Here are some of our key observations, looking back at 2010
Cost cutting was a way of life, but we saw the limitations of that approach in hotel spas especially. There's only so much you can cut before folks start to question your price point.
One trend we noted is that hotel spas are being given more voice in the way they market to day and past guests. Hotels have stopped "tolerating" their day guest segment and started actively courting a local market. Results-oriented and wellness-driven programming (though not too far off the beaten path of stress reduction and de-aging) has helped resort and hotel offerings increase their appeal to affluent locals, who are willing to pay a premium, but not for a "fluff and buff."
Salon spas performed the best. Clients still need their regular maintenance. Skin care services have outperformed massage, because massage is being commodotized in many areas by budget operations like Massage Envy. (If I need a kink rubbed out of my shoulder, I may be willing to let a stranger to do that, but I'm not going to play around when it comes to my face—I'm going to my trusted esthetician.) That is not to say that higher end massage services are being outmoded—it means that you need to offer a real experience to get people to pay the premium. None of this "phoning it in" business that we still see in so many hotels and resorts.
Events and parties are surprisingly strong. This is a very supportive trend for resort and day spas, and those who have *unique environments* are finding there is a steady demand for social events. Spas have become a mainstream venue for entertaining. Successful Survivors are reaching out to their marketplace to make sure that there is awareness of their event and party capabilities.
In general, the Successful Survivors group share these traits:
- they worked hard on building value for customers, taking nothing for granted
- they aggressively managed utilization but segmented their customers so they were not bombarding their entire customer base with special offers
- Instead of relying on discounting, they created lower-price point services (45 minute format, for example) that still enabled them to protect their value proposition but offered customers the opportunity to "spa" for less
- they reduced overhead expenses continuously, but protected expenditures that had high perceived value for customers.

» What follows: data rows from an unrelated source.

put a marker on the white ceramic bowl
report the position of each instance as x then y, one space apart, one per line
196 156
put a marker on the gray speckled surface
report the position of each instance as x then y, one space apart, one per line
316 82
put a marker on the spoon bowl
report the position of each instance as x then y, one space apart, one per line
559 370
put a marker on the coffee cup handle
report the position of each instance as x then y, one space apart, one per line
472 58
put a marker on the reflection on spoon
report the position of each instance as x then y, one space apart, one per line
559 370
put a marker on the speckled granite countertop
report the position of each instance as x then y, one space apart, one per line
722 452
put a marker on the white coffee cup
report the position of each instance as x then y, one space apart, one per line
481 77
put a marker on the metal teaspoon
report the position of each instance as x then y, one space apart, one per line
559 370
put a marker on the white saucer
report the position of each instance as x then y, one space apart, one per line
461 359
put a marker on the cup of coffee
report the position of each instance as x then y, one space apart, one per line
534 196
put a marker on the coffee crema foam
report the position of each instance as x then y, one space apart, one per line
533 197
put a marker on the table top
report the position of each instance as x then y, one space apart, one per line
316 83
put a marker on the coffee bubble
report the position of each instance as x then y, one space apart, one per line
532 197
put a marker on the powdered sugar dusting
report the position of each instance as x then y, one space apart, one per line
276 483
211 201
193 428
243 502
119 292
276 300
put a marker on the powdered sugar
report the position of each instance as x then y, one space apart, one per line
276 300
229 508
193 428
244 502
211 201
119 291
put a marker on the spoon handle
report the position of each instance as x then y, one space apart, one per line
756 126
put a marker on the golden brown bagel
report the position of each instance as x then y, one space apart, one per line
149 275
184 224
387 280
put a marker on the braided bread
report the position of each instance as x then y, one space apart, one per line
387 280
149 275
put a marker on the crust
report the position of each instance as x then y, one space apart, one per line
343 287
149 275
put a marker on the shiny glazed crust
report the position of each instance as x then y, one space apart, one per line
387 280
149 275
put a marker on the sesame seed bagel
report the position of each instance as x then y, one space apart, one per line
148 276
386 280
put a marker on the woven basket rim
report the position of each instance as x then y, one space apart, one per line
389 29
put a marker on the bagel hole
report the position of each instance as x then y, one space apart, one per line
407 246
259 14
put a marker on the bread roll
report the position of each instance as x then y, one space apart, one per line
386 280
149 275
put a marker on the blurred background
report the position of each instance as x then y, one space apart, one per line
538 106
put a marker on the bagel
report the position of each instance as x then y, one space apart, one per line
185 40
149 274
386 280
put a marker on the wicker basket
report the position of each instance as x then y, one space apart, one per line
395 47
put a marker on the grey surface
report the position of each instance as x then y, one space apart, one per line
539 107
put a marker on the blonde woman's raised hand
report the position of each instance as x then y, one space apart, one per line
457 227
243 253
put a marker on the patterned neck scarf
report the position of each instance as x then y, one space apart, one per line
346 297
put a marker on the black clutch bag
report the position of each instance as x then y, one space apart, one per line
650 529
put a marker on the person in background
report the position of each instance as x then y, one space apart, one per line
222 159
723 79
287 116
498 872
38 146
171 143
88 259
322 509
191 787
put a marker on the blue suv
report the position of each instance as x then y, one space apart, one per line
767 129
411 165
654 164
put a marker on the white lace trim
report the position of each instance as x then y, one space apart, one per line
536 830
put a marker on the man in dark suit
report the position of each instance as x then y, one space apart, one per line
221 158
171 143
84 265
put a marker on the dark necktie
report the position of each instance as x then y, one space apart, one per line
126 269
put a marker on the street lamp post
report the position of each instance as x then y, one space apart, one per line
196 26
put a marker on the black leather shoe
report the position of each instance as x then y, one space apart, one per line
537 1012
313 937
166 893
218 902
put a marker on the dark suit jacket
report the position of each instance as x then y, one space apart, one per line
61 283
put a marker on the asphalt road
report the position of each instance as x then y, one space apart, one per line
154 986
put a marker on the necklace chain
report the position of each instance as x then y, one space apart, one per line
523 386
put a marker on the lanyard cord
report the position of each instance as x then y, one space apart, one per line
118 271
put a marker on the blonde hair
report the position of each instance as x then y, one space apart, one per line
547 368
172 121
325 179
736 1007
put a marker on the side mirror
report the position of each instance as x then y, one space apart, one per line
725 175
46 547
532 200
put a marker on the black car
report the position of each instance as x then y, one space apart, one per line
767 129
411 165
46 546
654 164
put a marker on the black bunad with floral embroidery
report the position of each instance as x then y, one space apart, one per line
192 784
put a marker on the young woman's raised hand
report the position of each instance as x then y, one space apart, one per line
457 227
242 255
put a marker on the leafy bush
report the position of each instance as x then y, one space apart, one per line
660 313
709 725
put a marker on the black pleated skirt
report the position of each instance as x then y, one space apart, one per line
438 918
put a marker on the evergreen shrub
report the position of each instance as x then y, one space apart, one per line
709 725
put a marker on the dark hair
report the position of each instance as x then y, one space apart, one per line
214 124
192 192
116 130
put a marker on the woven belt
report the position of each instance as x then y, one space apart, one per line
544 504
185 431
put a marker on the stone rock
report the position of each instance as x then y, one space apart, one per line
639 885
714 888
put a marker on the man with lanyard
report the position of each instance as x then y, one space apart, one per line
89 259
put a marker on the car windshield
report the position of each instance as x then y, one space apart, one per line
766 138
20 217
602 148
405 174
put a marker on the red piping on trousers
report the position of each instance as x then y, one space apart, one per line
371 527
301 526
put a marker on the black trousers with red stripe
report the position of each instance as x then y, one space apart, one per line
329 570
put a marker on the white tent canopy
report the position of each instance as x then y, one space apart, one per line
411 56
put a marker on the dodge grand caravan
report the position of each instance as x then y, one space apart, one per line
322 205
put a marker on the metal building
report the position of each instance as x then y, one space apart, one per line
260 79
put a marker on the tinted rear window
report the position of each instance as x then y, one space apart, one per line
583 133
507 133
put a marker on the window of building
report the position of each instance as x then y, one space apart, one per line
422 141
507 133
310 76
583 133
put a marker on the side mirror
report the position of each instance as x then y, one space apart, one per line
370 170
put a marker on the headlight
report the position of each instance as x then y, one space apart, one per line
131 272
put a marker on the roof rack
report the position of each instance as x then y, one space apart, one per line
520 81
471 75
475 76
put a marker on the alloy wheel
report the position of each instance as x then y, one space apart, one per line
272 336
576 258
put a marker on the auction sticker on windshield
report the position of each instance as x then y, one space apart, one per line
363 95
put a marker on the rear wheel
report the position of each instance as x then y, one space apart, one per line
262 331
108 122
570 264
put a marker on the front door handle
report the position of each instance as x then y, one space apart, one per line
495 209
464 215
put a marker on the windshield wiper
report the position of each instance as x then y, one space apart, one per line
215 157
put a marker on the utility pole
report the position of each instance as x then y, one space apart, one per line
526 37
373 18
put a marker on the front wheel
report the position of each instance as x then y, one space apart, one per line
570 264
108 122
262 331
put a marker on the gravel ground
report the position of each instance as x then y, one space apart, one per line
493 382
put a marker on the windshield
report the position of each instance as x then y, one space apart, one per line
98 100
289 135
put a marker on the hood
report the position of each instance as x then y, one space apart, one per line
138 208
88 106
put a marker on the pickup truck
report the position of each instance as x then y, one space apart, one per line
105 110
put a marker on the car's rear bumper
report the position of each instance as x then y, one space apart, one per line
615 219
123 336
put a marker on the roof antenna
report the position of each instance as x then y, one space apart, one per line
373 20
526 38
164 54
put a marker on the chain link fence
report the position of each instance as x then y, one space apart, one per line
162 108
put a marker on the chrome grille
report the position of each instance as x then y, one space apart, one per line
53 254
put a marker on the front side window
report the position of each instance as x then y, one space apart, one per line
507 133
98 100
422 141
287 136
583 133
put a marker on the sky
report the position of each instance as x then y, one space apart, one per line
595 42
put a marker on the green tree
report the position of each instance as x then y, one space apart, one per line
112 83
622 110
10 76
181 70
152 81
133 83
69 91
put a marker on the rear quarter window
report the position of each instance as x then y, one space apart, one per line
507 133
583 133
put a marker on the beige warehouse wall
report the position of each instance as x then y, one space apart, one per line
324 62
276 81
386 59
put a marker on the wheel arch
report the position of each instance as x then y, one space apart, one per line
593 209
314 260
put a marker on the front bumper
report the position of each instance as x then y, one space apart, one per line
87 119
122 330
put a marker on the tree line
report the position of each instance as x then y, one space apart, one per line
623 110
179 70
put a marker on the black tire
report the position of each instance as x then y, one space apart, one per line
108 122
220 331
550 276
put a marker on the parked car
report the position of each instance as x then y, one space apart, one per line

In our spa we call this law "If it touches the customer, it has to be perfect."
- they reduced the richness of compensation plans
- they suspended paid time off benefits, and this year, are partially restoring them as a perk for employees who meet their sales goals
- they got their managers out of their offices and onto the floor
- they communicated continuously and were open about their financial health with their team
- they cadged clever ideas from other industries
- they used inexpensive marketing tools, including social media, to talk to their clients and build business
- they improved and/or paid close attention to their web presence
- they set goals, coached, and "touched" their team members every month
One thing is certain: sharing strategies with other spas is a great way to increase your business intelligence. I've said it before, but I'll say it again—form a round table with your peers (non competitive spas in your region) and get together every other month to share what's worked and what hasn't. It's free and it's fantastic.